There will be a tree replacement plan that, at the minimum, replaces trees at a 4:1 replacement ratio. 

And they must continue monitoring for all future biological impacts... [yes, through a local facilitator, who they are required to pay, so works for them.] 

This project must not benefit from the use of the eminent domain, and, in the case of any form of property rights acquisition from a public jurisdiction, the project shall offer compensation to said jurisdiction for at least the fair market value of such property, including air and real property rights, as determined, if needed, by one or more independent third-party evaluators.  [As Paul Krekorian recalls, FMV is fungible, as it was when the firehouse in Studio City had the sell price rightsized for REW1000 LLC or one of these eight shell companies, but ever the crony developer friend of Garcetti's, Richard Weintraub. And the special appraisals they call for are privileged, and the public can't see them, which is outrageous. How about a condition waiving that privilege so the public can see what's happening? ] 

If the project is non-operational or experiences issues during the 2028 Games, they must compensate Metro for any transportation costs that the Agency would not have incurred. [Interesting that the Olympics is prioritized and protected, what about other community events that might be impacted in the next five years?  

There must be a robust Community Benefits Agreement (CBA)   

A Metro-facilitated Community Advisory Committee (CAC) will be established consisting of (i) a representative of each of the City Council and County Supervisorial Districts representing the area bound by the I-10, US-101, and LA River and a representative from the Mayor of Los Angeles, (ii) two appointed stakeholder from each of the elected offices identified in (i) above, and (iii) a non-voting representative from Metro, Caltrans District 7, and Stake Parks.  

The CAC shall identify projects and programs in and for the community to be benefited by the CBA and develop an allocation process for the funds, including for allocations to be made after the CAC’s dissolution.  

The CAC shall be dissolved within 12 months of its initial meeting but may be extended at the discretion of the Metro Chief Executive Officer (CEO).  

An anti-displacement fund and implementation plan to support the retention and development of local affordable and senior housing.   

A promise to support local small and historically marginalized ethnic businesses through an ongoing Chinatown revitalization revolving loan fund to offer low and no-interest loans and forgivable loans to local small businesses, entrepreneurs, and street vendors. [Debt is debt, and though essential, can still result in default.] 

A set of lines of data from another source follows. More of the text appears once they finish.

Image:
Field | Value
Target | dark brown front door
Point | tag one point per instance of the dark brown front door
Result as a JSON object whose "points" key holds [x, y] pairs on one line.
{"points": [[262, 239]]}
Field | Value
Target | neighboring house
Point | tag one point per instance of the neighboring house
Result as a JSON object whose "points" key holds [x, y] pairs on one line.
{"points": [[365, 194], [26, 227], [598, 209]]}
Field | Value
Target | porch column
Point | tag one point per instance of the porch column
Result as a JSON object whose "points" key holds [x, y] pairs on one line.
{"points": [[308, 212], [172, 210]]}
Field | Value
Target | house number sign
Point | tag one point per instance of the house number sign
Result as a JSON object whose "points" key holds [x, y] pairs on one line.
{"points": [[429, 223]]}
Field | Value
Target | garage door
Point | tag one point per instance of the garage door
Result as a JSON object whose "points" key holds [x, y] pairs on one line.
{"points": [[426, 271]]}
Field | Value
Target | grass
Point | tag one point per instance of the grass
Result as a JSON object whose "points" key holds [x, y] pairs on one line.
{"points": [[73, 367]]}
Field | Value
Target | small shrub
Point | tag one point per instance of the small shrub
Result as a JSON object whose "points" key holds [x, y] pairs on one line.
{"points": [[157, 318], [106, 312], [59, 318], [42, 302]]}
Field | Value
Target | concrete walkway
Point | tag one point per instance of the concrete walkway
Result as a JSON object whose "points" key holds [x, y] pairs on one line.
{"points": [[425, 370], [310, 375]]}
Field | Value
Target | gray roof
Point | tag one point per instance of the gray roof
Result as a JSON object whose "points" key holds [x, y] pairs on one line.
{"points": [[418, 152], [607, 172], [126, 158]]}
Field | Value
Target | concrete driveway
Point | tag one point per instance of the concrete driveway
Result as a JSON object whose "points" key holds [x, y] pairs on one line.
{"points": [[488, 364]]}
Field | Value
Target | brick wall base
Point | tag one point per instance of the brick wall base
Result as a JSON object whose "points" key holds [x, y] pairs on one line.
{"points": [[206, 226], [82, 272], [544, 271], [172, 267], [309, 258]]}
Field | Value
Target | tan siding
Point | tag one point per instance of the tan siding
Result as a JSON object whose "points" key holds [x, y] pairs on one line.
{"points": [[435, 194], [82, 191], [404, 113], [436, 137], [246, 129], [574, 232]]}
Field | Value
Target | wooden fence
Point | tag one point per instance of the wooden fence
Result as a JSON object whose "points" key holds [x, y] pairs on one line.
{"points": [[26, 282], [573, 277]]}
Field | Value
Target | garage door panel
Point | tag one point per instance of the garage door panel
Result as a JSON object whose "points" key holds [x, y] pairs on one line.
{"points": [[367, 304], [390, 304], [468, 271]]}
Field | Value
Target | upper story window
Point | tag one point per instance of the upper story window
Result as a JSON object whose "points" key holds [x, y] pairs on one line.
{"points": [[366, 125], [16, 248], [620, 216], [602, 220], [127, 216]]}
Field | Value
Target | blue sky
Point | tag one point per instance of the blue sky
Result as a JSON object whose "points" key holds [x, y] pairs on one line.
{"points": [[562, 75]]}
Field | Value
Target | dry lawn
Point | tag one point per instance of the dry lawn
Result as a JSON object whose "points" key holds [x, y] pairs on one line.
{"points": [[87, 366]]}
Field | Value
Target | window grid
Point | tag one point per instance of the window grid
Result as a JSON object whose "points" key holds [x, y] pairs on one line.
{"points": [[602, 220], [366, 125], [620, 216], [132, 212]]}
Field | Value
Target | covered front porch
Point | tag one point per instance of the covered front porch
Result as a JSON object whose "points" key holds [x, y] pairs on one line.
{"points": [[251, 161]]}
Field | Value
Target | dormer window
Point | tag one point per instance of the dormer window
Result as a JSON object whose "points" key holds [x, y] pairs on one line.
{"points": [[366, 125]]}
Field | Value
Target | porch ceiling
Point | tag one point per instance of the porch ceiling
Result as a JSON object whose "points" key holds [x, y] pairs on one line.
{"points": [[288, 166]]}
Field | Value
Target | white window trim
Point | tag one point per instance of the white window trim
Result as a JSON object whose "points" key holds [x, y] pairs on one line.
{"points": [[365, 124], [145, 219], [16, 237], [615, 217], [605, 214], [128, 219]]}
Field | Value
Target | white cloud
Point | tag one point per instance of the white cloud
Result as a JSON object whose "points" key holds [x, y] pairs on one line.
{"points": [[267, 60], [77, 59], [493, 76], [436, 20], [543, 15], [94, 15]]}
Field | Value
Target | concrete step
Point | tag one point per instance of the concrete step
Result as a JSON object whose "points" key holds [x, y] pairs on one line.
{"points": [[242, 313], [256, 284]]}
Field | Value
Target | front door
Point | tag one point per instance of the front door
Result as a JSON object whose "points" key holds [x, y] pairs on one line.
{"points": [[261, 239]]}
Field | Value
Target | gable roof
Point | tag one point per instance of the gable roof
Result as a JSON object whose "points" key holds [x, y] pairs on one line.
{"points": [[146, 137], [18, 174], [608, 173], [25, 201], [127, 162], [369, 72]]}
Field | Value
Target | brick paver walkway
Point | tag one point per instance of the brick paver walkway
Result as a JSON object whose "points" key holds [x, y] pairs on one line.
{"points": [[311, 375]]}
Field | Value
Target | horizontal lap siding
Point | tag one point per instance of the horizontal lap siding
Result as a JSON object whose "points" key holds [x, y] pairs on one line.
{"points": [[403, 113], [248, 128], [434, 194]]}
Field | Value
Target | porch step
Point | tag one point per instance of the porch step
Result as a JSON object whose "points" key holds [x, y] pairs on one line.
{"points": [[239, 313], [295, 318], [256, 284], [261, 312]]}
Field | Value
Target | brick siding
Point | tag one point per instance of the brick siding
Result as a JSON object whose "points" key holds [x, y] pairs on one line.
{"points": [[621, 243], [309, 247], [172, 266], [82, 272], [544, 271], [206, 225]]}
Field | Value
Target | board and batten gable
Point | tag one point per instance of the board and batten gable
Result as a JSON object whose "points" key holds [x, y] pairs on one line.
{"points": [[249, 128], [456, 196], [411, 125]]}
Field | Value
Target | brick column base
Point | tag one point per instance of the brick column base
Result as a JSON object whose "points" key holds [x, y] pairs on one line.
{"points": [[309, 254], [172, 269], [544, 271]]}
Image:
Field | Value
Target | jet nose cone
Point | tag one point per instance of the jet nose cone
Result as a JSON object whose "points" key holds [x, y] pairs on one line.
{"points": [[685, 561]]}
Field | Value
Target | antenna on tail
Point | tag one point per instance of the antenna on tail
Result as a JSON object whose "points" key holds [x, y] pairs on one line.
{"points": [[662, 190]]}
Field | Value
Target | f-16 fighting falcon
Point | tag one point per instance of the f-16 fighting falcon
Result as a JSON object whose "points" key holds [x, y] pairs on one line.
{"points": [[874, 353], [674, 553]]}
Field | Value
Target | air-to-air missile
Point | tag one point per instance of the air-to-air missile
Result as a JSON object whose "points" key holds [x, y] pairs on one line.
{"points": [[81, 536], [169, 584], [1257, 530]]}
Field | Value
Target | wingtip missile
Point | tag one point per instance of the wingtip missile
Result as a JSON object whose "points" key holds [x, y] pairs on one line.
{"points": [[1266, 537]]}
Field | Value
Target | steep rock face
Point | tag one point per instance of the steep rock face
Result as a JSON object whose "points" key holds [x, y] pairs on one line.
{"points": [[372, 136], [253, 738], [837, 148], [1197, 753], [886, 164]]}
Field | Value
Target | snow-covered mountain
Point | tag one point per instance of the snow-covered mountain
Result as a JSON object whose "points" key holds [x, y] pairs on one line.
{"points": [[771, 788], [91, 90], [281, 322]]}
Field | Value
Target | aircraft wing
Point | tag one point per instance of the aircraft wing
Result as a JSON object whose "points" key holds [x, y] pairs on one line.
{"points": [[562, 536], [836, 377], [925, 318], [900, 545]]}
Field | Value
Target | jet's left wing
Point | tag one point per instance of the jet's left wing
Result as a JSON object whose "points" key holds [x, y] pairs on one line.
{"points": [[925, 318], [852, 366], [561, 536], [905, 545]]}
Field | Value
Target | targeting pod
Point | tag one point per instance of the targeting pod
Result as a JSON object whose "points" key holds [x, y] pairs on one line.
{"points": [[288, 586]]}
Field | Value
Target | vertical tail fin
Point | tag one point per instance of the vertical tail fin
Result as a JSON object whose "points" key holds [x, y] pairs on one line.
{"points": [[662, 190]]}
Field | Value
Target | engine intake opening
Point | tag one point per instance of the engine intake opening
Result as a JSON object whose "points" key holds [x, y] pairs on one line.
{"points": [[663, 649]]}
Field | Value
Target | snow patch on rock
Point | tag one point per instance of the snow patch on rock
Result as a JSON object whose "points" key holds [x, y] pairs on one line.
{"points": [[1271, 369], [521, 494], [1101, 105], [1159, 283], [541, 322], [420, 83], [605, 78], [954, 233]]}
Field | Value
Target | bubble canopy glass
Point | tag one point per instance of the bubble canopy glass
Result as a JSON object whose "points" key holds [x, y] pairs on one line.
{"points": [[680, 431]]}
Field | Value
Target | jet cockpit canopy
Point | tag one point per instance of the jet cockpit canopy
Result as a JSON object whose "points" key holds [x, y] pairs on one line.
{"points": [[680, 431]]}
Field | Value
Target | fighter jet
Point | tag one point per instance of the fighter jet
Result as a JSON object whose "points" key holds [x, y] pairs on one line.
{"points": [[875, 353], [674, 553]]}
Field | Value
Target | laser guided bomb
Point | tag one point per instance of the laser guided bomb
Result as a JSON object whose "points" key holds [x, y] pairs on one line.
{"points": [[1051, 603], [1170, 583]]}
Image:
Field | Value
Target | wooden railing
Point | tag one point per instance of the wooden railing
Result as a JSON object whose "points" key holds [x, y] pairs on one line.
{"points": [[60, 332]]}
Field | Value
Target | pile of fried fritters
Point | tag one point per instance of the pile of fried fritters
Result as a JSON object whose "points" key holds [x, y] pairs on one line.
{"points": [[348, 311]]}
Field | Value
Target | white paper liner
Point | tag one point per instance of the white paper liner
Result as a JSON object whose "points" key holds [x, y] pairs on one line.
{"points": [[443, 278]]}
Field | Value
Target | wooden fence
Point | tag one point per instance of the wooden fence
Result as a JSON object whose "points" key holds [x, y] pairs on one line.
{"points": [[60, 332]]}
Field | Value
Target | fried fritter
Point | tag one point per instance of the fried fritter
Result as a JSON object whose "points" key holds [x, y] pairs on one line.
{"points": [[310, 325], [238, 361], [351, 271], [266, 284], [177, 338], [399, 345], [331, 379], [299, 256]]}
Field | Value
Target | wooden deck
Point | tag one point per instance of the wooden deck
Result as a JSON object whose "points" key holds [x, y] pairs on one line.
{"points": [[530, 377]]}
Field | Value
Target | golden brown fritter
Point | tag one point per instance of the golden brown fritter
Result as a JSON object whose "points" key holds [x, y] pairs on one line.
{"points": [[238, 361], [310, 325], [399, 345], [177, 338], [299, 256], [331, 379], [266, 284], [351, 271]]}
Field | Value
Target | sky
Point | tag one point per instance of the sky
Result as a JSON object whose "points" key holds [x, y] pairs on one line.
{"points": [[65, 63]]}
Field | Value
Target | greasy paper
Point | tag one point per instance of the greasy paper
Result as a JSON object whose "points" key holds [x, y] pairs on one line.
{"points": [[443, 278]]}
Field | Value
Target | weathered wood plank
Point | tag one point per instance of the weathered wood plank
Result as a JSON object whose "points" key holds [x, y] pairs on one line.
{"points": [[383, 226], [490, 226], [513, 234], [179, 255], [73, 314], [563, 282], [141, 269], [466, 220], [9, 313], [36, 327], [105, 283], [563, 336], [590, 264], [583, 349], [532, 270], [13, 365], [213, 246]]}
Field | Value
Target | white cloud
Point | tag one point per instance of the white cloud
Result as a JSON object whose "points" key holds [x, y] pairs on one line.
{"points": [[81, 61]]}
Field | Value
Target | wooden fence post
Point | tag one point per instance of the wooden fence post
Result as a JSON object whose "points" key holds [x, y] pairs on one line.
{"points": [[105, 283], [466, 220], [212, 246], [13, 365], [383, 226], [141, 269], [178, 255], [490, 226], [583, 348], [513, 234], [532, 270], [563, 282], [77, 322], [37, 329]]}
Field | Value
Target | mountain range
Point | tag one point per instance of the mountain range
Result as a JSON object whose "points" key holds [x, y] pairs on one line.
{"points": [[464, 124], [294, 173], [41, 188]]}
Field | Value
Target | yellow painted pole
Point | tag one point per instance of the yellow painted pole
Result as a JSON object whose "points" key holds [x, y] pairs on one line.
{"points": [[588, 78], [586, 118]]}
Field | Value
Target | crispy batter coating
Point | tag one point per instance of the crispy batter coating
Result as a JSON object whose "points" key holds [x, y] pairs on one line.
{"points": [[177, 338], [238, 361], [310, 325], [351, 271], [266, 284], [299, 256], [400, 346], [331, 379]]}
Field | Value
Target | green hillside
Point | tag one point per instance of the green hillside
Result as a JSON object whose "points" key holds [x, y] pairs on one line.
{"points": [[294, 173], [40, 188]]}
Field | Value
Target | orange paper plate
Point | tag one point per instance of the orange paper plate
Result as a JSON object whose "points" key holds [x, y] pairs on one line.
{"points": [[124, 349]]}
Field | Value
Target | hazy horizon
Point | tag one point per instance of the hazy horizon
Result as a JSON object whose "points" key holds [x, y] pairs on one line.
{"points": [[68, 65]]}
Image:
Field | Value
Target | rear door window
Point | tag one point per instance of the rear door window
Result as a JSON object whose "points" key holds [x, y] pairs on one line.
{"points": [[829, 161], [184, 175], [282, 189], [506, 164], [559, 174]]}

A funding and implementation plan, which includes community and stakeholder feedback, to create one or more living and stationary memorials to Old Chinatown, Chavez Ravine, and the indigenous peoples who previously occupied the surrounding land. [This is pimping out our history.]  

In the case of the Project’s temporary closure or heightened transportation demand for stadium events along the Project corridor, the developers will add multiple, region-wide, park-and-ride locations consistent with the model provided by the Park & Ride Hollywood Bowl shuttle program. [Hard to believe.] 

A preliminary mobility and cost analysis on alternative TSM/TDM mobility improvements, including a Bus Rapid Transit on Sunset Blvd, with a possible event day station near the stadium or a system for pedestrian travel on Vin Scully Ave. from Sunset Blvd. to the stadium.  Sunset for All, and other mobility projects that could alleviate the traffic caused by major sporting and entertainment events held at Dodger Stadium. 

Any possible future development at or near the parking lots surrounding Dodger Stadium that does not dedicate at least equivalent to twenty-five percent (25%) of all the developable space, which excludes outdoor open space, to affordable or supportive housing shall automatically and immediately terminate the lease.  

Smart Speaker:  Yeah right.  

(Eric Preven is a longtime community activist and is a contributor to CityWatch. The opinions are of Mr. Preven and not  necessarily those of CityWatchLA.com.)